When the hatch in front of them slid open, darkness first greeted them—and then music. But an odd sort of tune it was, like a mix between jazz and something with a bit of folk to it, but almost like a remix performed in one of London's premier rave clubs. Almost. But what all seven of them didn't expect was that it seemed to grow louder, and then to subside, as if it were moving away to their left. As their eyes adjusted, they found the inside was actually lit quite well; Deilen thought it reminded him of one of the many botanical gardens back in England. He had pictured ducking through hatches and squeezing through narrow corridors like a submarine. But what greeted him were large, fanning ferns, giant, prismatic columns, translucent walkways and offices above the main level, and everywhere light rebounded off mirrors and through the ship—he wasn't sure he could find a man-made light in the place. Giant skylights through floors above him allowed the light to cascade through this receptive and reflective maze of the ship.

But he caught his assumptions and held them tight; he looked at his feet. The walkway he stood on was as opaque as obsidian—warm, but solid.

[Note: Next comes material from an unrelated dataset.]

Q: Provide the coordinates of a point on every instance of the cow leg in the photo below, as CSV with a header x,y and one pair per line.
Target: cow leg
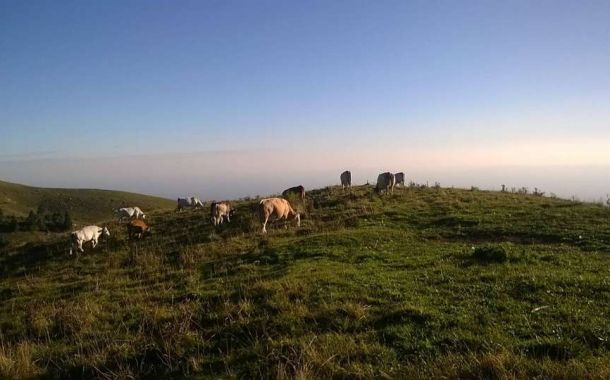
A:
x,y
265,225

All around him, only everything above him allowed the light to penetrate. But what about those many stories of the ship below him; perhaps those were the common man's stations; perhaps those were more like the submarine quarters he imagined. Perhaps only the men of high rank were allowed in this arboretum of a command deck.

While Deilen took all of this in, a uniformed man strode towards them; it seemed as though he either walked briskly to get to something or away from something. He stopped suddenly several yards from their meandering party, greeted them, and asked that they follow him to the General's conference room. Deilen missed all this of course and the artilleryman grabbed at his sleeve and nodded his head towards the uniformed man now walking as though a devil were following him at a distance, but might pounce at any moment.

After wandering through a veritable jungle, with waterfalls of light and liquid, trees of bark and leaves and crystal columns, the small party came to a set of sliding glass doors surrounded by flowing greenery. The uniformed escort pressed his palm to a glistening pad on the doors, stepped back, and bid them farewell and good luck. When the doors slid apart, the light from within the room was nearly blinding; each squinted a bit or put their hand to their eyes.

A voice like a song welcomed Deilen personally, by name—but somehow seemed to neglect the others—until Deilen glanced and found each compatriot equally entralled with the being of light glowing in the center of the perfectly round room. Then he discovered he heard the voice, but wasn't actually listening to it. The song seemed to linger behind the small trickle of water that came from a fountain that formed the circumference of the room, underneath the nervous shufflings of feet, above their own breathing lungs and beating hearts. And yet there before them, something moved, addressing them, soothing them. And yet, Deilen could remember no particular phrase, no sentence structure to the language. The words, more poetry than speech, more song than poetry, more etheral notes than song, more like the ideas themselves in their purest most beautiful form pressed themselves to Deilen's mind, and he understood. He had been welcomed to the flagship, thanked for his time and efforts, and encouraged in his tasks ahead. Then Deilen understood that the presence in the room could not stay for the full report, but that his General would act accordingly and inform him of the situation. But not in such vulgar terms. And then, he had been wished the fondest farewell he had ever remembered, as if the world itself would hardly bear their separation.

But before anyone could respond, the light in the room vanished and the presence had gone, lingering only in the vault of their memory, burning within them. Each turned to each in wonder, trying to ask the questions that each new had already been answered. Only one of their number had a decidedly different reaction; a rather average-sized middle aged man who represented the economics division on the committee. His face, which some might have called pudgy, was ashen and completely hollow, as if he'd seen the devil himself.